All of lore.kernel.org
 help / color / mirror / Atom feed
From: Haris Iqbal <haris.iqbal@ionos.com>
To: Bob Pearson <rpearsonhpe@gmail.com>
Cc: jgg@nvidia.com, zyjzyj2000@gmail.com, jhack@hpe.com,
	frank.zago@hpe.com, linux-rdma@vger.kernel.org,
	Aleksei Marov <aleksei.marov@ionos.com>,
	Jinpu Wang <jinpu.wang@ionos.com>
Subject: Re: [PATCH for-next] RDMA/rxe: Fix incorrect fencing
Date: Mon, 23 May 2022 10:05:32 +0200	[thread overview]
Message-ID: <CAJpMwyhsf_C6dosUH81_5aD4fd5XHNPD94B3NE=TT+fSBAKW1g@mail.gmail.com> (raw)

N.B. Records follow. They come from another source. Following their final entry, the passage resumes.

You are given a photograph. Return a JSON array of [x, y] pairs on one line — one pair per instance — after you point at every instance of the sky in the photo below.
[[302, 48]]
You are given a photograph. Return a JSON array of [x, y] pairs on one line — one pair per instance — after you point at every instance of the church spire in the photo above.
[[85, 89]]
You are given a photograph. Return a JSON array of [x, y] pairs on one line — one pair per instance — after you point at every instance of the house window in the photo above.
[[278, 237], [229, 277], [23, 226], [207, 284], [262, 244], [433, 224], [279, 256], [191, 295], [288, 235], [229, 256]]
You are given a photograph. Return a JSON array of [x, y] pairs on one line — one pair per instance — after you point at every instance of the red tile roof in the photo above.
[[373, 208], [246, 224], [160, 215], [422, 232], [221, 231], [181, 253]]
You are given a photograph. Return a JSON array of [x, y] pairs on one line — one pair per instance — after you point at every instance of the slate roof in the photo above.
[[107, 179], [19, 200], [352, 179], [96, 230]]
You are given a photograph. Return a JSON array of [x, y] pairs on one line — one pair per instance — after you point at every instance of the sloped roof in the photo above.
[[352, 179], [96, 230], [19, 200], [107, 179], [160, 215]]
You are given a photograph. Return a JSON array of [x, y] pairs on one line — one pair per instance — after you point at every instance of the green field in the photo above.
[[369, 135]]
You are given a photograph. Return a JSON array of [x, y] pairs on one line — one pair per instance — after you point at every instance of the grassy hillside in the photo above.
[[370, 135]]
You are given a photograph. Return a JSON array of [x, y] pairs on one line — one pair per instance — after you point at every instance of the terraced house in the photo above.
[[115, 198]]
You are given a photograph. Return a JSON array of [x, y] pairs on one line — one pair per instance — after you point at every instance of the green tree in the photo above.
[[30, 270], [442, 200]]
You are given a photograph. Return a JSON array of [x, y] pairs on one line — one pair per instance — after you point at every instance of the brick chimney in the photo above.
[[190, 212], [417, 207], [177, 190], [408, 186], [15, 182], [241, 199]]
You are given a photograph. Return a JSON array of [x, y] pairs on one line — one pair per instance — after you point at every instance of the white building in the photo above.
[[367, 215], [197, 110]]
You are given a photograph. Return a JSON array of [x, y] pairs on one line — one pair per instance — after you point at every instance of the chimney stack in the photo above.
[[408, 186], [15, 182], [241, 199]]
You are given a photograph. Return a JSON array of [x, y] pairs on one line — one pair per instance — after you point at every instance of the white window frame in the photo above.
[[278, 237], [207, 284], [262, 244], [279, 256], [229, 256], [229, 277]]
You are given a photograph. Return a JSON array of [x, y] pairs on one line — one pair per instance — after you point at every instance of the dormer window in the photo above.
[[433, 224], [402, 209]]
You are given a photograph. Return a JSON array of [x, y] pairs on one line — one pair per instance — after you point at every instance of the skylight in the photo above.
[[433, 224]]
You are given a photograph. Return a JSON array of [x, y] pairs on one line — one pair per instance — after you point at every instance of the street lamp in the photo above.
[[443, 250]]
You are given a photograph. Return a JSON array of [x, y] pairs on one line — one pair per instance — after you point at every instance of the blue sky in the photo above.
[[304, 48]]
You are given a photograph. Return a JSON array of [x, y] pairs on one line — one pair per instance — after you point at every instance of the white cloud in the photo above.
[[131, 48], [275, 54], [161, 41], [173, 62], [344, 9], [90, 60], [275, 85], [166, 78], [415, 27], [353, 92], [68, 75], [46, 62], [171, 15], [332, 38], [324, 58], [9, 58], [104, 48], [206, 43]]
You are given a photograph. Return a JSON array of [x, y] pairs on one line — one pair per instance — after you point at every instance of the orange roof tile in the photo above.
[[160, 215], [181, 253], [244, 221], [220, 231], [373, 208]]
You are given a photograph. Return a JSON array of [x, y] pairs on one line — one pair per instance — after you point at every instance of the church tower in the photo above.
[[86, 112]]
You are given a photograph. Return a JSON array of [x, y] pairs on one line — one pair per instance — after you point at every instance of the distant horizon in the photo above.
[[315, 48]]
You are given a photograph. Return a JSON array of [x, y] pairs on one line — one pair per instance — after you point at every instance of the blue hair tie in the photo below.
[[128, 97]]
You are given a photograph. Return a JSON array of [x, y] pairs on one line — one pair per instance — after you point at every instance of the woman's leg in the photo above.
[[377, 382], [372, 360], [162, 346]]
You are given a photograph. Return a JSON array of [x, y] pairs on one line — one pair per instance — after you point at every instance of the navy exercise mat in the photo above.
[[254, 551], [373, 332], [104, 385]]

In-Reply-To: <e81610d6-7896-03d6-91f9-15d68c7b8192@gmail.com>

On Mon, May 23, 2022 at 5:51 AM Bob Pearson <rpearsonhpe@gmail.com> wrote:
>
> On 5/22/22 18:59, Haris Iqbal wrote:
> > On Mon, May 23, 2022 at 12:36 AM Bob Pearson <rpearsonhpe@gmail.com> wrote:
> >>
> >> Currently the rxe driver checks if any previous operation
> >> is not complete to determine if a fence wait is required.
> >> This is not correct. For a regular fence only previous
> >> read or atomic operations must be complete while for a local
> >> invalidate fence all previous operations must be complete.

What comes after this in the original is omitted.